Il en résulte des moments de notable ennui, et un spectacle illustratif qui ne nous dit rien de Mistral, rien de la Provence, rien de cette liaison entre réel et surnaturel (il ya un peu de Freischütz dans cette ambiance), aucun mystère nocturne, Taven est bien peu sorcière (même si le passeur ressemble à la mort, Ah, merci Charon!)  au point qu’on finit par se demander pourquoi Mireille meurt, ce qui est quand même un comble .

C’est dommage, l’oeuvre pouvait être portée par une autre vision, pas forcément plus novatrice, mais sans doute plus sensible et plus habitée. Ici c’est l’indifférence qui essaie de mettre en scène la sensibilité, avec le résultat qu’on peut craindre…

On ne peut néanmoins que se réjouir de voir un certain répertoire un peu méprisé aujourd’hui revenir sur le devant de la scène, mais doit-on se réjouir que des millions de téléspectateurs aient vu un spectacle poussiéreux dès la première, confirmant les pires poncifs qui circulent sur l’art lyrique?
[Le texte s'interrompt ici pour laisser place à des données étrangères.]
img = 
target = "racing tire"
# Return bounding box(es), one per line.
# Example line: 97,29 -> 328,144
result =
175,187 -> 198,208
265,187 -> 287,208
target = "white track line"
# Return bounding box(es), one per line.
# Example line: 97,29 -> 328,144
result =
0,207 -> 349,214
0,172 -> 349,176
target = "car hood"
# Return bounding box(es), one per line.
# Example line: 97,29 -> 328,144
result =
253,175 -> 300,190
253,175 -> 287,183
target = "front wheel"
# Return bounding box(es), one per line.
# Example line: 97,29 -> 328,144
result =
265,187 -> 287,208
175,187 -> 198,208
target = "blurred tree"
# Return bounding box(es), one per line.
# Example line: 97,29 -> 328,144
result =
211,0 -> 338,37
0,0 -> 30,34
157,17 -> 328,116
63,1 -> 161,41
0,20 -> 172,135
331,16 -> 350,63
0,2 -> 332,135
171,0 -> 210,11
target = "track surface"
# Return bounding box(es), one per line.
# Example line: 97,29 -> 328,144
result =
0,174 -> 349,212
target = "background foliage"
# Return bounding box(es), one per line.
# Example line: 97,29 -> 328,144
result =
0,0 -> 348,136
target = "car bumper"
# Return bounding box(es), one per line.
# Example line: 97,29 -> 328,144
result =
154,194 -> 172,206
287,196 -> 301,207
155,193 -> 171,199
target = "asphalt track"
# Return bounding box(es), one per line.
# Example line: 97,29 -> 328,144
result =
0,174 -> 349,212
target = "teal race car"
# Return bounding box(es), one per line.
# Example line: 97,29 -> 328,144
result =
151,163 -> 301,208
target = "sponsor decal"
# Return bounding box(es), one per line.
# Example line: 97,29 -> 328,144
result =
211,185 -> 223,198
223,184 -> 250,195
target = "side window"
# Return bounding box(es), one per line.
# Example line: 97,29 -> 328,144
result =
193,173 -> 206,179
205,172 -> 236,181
Pour mon goût, si je pense que le retour à l’Opéra d’oeuvres françaises (ou en français) oubliées, est une excellente initiative, (verra-t-on un jour Lodoiska de Cherubini, le plus grand succès de la révolution française, deux cents représentations!), j’aurais bien préféré comme inauguration en grand style d’une saison et d’un règne, voir Les Huguenots de Meyerbeer revenir à Paris. Attendons donc mieux.